La Sala I del Tribunal de Casación Penal de la Provincia de Buenos Aires hizo lugar un recurso y confirmó el sobreseimiento dictado en una causa por infracción a la ley 23.737.
El caso se originó a partir del secuestro de aproximadamente 1.250 gramos de material vegetal identificado como cannabis. El juzgado correccional interviniente dispuso el sobreseimiento del imputado al considerar que el material incautado consistía únicamente en hojas y ramas de cannabis, carentes de aptitud para el consumo psicoactivo. La Cámara de Apelación declaró la nulidad de ese sobreseimiento por considerar que la resolución presentaba contradicciones internas.
El Tribunal de Casación debió entonces determinar si el objeto material cuya tenencia se imputaba al acusado constituía efectivamente un estupefaciente en los términos del artículo 14 de la Ley 23.737. En este sentido, la sentencia recuerda que el concepto de estupefaciente es un elemento normativo definido por el artículo 77 del Código Penal, que remite a sustancias susceptibles de producir dependencia física o psíquica incluidas en listas elaboradas por el Poder Ejecutivo. Sin embargo, el Tribunal sostiene que la interpretación de este concepto no puede prescindir del contexto normativo posterior, particularmente del nuevo marco regulatorio del cannabis.

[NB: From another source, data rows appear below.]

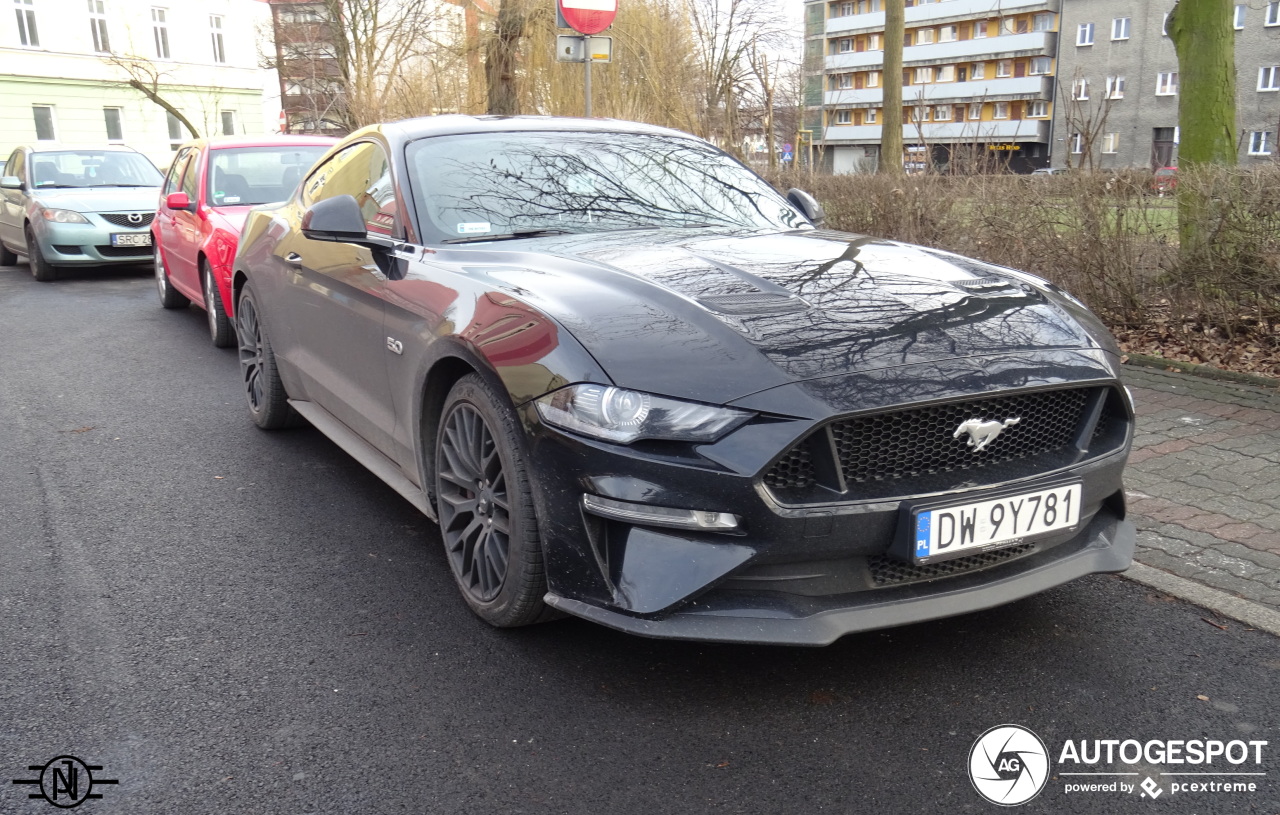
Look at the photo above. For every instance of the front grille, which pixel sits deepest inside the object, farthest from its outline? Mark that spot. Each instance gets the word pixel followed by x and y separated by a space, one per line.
pixel 877 452
pixel 890 572
pixel 124 251
pixel 122 219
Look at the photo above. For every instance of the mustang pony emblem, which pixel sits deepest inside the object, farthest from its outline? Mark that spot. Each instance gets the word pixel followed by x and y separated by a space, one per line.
pixel 981 434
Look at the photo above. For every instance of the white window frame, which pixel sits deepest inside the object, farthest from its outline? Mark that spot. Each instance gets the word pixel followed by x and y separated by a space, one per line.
pixel 53 123
pixel 97 26
pixel 160 31
pixel 28 30
pixel 215 36
pixel 1269 78
pixel 119 114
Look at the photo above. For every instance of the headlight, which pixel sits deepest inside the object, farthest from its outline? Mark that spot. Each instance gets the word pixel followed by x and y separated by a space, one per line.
pixel 63 216
pixel 626 416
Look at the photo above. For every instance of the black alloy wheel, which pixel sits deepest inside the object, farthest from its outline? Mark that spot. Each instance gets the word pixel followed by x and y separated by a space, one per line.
pixel 219 324
pixel 169 296
pixel 268 402
pixel 40 268
pixel 487 514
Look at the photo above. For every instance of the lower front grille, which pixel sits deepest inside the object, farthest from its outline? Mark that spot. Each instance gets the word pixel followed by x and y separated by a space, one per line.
pixel 908 452
pixel 890 572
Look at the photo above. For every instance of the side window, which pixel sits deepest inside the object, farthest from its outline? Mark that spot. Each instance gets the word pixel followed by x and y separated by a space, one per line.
pixel 188 178
pixel 173 178
pixel 362 172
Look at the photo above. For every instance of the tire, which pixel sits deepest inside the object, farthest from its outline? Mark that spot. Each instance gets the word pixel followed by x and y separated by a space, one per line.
pixel 40 268
pixel 219 324
pixel 169 296
pixel 268 402
pixel 487 512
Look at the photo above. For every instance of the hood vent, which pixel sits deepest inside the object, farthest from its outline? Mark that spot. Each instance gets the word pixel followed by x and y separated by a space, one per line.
pixel 753 303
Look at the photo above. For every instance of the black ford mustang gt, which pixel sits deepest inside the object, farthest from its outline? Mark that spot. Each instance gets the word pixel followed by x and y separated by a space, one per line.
pixel 635 384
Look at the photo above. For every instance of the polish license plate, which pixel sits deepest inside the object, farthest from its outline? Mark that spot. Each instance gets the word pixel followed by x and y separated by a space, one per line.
pixel 131 238
pixel 944 532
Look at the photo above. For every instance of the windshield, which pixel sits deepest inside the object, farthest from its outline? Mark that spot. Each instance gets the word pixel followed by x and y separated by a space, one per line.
pixel 480 186
pixel 252 175
pixel 90 168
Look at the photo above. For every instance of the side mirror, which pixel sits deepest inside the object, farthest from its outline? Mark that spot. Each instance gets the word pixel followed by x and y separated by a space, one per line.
pixel 808 206
pixel 339 220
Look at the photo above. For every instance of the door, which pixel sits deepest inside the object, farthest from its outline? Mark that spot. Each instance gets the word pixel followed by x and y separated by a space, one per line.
pixel 165 224
pixel 12 204
pixel 336 298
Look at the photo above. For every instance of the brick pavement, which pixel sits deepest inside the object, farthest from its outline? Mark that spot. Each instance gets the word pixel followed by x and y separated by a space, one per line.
pixel 1203 481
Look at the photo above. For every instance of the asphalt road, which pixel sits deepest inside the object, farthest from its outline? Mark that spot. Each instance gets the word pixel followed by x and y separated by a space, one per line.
pixel 232 621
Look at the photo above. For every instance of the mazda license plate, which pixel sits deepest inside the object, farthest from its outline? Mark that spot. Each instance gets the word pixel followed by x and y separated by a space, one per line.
pixel 131 238
pixel 944 532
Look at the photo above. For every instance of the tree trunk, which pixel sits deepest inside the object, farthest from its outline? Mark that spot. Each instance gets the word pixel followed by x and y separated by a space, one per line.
pixel 1205 41
pixel 501 58
pixel 891 79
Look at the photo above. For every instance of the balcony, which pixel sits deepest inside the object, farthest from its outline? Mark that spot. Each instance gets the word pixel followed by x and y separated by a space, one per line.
pixel 944 12
pixel 945 132
pixel 960 51
pixel 990 90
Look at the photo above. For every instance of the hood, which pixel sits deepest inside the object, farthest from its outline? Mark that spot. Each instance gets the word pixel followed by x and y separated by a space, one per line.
pixel 717 319
pixel 100 200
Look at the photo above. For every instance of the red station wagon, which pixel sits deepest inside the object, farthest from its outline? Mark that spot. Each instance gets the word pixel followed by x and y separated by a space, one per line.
pixel 209 189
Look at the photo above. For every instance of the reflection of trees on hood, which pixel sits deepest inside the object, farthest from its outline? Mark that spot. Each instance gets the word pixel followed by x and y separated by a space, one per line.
pixel 566 182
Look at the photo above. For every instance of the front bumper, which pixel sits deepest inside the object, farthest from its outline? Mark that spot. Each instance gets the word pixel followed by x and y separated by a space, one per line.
pixel 800 575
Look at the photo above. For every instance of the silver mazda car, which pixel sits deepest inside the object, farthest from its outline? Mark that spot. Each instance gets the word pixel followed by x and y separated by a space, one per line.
pixel 77 207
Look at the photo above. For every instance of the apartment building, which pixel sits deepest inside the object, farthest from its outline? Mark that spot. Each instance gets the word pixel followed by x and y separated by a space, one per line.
pixel 1118 104
pixel 978 82
pixel 65 68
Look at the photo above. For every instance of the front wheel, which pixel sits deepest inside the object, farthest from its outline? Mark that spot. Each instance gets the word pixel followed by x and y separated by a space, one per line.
pixel 40 268
pixel 169 296
pixel 268 402
pixel 219 324
pixel 487 513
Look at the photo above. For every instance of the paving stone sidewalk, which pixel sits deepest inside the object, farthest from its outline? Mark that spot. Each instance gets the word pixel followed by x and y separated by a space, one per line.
pixel 1203 481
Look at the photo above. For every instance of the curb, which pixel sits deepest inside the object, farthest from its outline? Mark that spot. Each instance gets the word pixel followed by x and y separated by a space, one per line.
pixel 1205 371
pixel 1253 614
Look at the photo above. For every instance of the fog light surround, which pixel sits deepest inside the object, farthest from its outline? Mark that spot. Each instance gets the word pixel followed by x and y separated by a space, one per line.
pixel 661 516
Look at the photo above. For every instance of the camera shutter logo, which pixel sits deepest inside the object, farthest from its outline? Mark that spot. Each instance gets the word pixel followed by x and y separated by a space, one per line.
pixel 65 782
pixel 1009 765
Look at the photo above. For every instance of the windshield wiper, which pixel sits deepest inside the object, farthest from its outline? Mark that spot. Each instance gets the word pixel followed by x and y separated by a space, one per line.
pixel 512 236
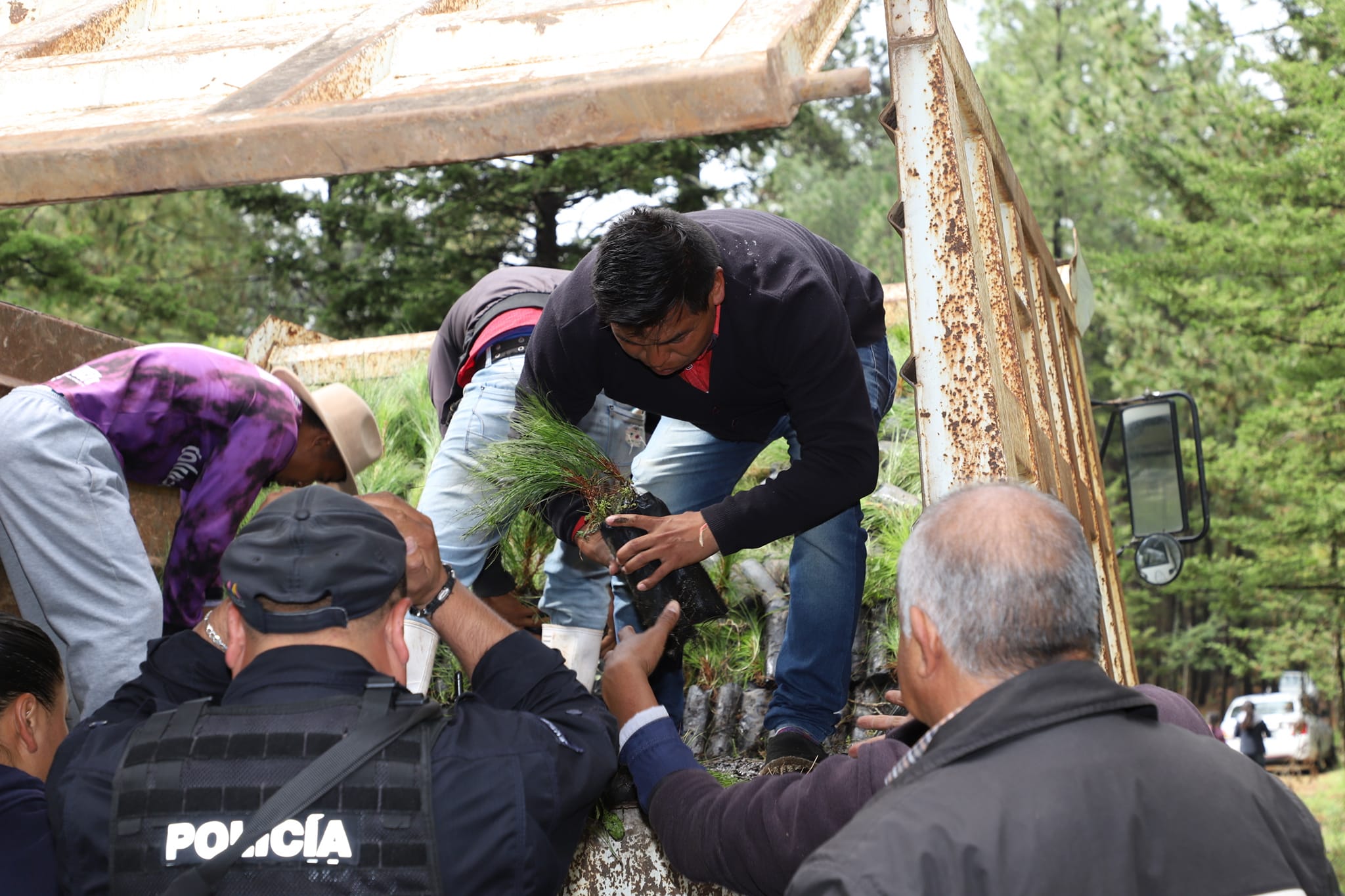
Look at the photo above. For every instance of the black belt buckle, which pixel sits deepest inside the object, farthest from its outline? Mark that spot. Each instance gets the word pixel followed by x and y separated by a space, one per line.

Uno de los aspectos más novedosos del fallo es la incorporación del marco regulatorio establecido por la Ley 27.669, que regula la producción e industrialización del cannabis medicinal y del cáñamo industrial.
Esta ley introduce definiciones técnicas que distinguen entre distintas partes de la planta de cannabis. En particular, el artículo 2 define el cannabis como las “sumidades floridas o con fruto de la planta de cannabis”, excluyendo expresamente las semillas y las hojas no unidas a dichas sumidades. A partir de esta definición normativa, el Tribunal de Casación concluye que las ramas y hojas incautadas —carentes de estructuras florales— no se corresponden con el concepto legal de cannabis psicoactivo.
La sentencia también se apoya en la constatación pericial de que el material secuestrado contenía una concentración de THC del 0,88 %, inferior al umbral del 1 % establecido por la normativa vigente para considerar cannabis psicoactivo.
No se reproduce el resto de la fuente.